The Asean free-trade arrangement, signed in September 2017, will allow Hong Kong firms access to 10 markets for goods, services, investments, economic and technical cooperation and dispute settlement.

The regional bloc was Hong Kong’s second-largest trading partner in 2018, after mainland China.

In the latest wrangling from the US-China trade war, 

President Donald Trump on Thursday threatened to slap 25 per cent tariffs on US$300 billion (HK$2.3 trillion) worth of untaxed Chinese imports after he meets with his Chinese counterpart, President Xi Jinping, at the G20 Summit at the end of this month.

Trump said he would make a decision “over the next two weeks, probably right after the G20”.

If the new tariffs become reality, all consumer goods made in China would be taxed as they enter the US. The effect would be to further hammer Hong Kong’s exports, which shrank 2.5 per cent in the first four months of 2019 from the same period last year. Chinese exports to the US via Hong Kong accounted for 7 per cent of the city’s total exports in 2018.

Eva Leung Fung-wah is a director for Winsonic Electric, a Hong Kong company that makes charging cables and power banks in Dongguan, Guangdong. She said her company’s orders were cut in half in the first quarter of this year, year on year, after Trump’s tariffs convinced some American clients to source products outside China.

“Our customers stocked up heavily before the Lunar New Year and will not order again until they run out of stock,” she said. “Even when customers place orders, they tend to procure only one-tenth of the quantity they used to procure.”

Leung conceded that it was difficult for the company to make an abrupt switch to a new market after dealing with the US market for years.

“The specifications of products and price ranges are different between the US and Asean markets,” she said. “We have no idea how to start in a totally new market.”

Jimmy Ng Wing-ga, an industrial lawmaker affiliated with the Chinese Manufacturers’ Association, said SMEs should not try to break into new markets alone.

“It is more viable to go in a group and take part in trade shows to reach out to buyers,” he said. “As far as the free-trade deals are concerned, it is better than nothing.”

But Felix Chung Kwok-pan, a lawmaker for the textile and garment industries, said the more free-trade deals, the better.

“The Asean markets are mostly developing countries, except Singapore,” he said. “It appears Vietnam, Myanmar and Indonesia are more [suitable] for manufacturing and these consumer markets are not yet ready.”

The Legislative Council recently approved the government’s 2019-2020 budget, which pumped HK$1 billion into a dedicated fund for local companies to use for branding, upgrading and domestic sales.
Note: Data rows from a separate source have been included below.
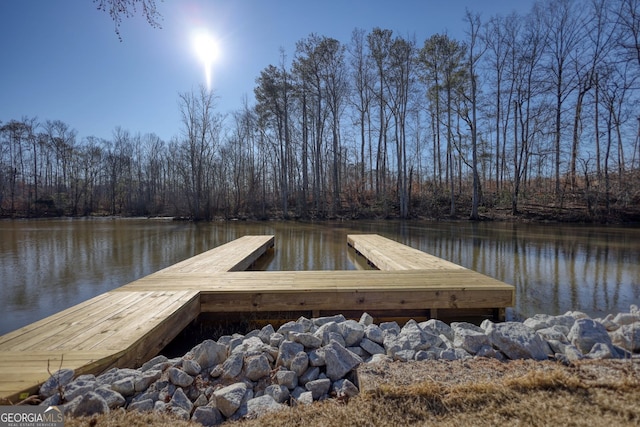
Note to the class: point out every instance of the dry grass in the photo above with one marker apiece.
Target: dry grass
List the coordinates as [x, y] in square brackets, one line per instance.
[477, 392]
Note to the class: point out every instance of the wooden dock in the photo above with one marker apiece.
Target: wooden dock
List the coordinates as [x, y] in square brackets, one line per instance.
[131, 324]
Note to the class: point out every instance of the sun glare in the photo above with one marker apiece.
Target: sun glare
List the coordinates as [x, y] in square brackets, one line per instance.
[206, 48]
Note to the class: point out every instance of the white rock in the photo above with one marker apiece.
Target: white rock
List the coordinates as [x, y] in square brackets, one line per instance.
[471, 339]
[299, 363]
[371, 347]
[366, 319]
[352, 332]
[287, 378]
[209, 353]
[178, 377]
[257, 367]
[318, 388]
[265, 333]
[339, 360]
[286, 353]
[518, 341]
[585, 333]
[207, 416]
[229, 399]
[259, 406]
[279, 393]
[319, 321]
[180, 400]
[57, 381]
[307, 339]
[232, 367]
[627, 337]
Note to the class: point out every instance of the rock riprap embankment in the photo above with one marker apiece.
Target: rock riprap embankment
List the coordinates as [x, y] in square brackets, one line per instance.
[312, 359]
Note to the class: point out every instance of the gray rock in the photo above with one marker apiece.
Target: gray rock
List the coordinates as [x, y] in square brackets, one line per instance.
[57, 381]
[113, 398]
[585, 333]
[288, 350]
[539, 321]
[191, 367]
[555, 332]
[265, 333]
[417, 338]
[345, 388]
[291, 327]
[316, 357]
[326, 331]
[304, 398]
[179, 412]
[88, 404]
[319, 321]
[180, 400]
[518, 341]
[308, 340]
[627, 337]
[425, 355]
[437, 327]
[232, 367]
[276, 339]
[352, 332]
[601, 351]
[201, 400]
[300, 363]
[626, 318]
[404, 355]
[471, 339]
[259, 406]
[125, 386]
[257, 367]
[78, 388]
[148, 377]
[391, 327]
[153, 362]
[366, 319]
[374, 333]
[489, 352]
[279, 393]
[287, 378]
[339, 361]
[310, 374]
[209, 353]
[308, 324]
[179, 377]
[371, 347]
[229, 399]
[145, 405]
[318, 388]
[207, 416]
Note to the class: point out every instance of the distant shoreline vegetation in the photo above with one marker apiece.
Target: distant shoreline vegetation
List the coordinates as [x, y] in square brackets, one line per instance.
[528, 117]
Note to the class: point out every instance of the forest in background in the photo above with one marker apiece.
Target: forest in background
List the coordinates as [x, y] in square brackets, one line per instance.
[530, 115]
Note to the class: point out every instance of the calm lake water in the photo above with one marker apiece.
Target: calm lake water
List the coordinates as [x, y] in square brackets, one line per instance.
[49, 265]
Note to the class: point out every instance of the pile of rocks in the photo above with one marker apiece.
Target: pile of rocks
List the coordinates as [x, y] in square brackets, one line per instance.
[312, 359]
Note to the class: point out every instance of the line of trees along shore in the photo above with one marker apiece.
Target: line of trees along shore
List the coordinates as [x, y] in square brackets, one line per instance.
[539, 108]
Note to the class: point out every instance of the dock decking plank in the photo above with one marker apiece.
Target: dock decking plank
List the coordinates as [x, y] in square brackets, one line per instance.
[387, 254]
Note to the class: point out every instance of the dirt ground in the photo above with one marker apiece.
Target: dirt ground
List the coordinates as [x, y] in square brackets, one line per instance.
[481, 392]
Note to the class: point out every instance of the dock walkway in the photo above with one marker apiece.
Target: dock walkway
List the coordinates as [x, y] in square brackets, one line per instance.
[118, 328]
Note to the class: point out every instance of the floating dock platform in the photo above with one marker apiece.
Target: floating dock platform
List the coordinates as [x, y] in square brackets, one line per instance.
[131, 324]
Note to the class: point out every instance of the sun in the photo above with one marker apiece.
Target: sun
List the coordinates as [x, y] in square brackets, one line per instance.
[206, 48]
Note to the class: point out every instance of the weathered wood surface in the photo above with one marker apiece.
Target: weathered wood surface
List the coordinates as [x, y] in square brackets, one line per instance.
[123, 327]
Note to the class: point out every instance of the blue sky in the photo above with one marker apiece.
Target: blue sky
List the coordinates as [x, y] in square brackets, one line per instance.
[61, 60]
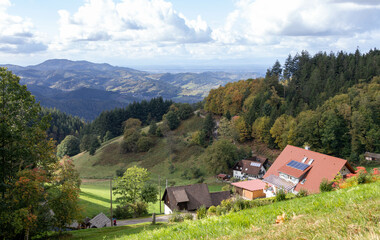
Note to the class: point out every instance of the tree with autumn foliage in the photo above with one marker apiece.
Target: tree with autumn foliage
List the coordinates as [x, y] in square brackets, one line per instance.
[28, 164]
[64, 196]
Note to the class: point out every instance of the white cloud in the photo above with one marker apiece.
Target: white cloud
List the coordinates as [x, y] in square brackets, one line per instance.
[17, 34]
[268, 22]
[131, 21]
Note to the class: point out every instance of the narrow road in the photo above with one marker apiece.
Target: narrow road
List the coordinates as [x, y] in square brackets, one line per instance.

The BUD Fund, as it is known, came on top of a HK$1.5 billion injection last year.

The fund will allow a company to apply for up to HK$2 million in funding to explore markets with which Hong Kong has a free-trade deal. It provides HK$1 million for ventures in the mainland market.

As of February, the Hong Kong Productivity Council, which manages the fund, had received about 177 applications for Asean markets – about 24 per cent of the total applications. The rest were for the mainland market.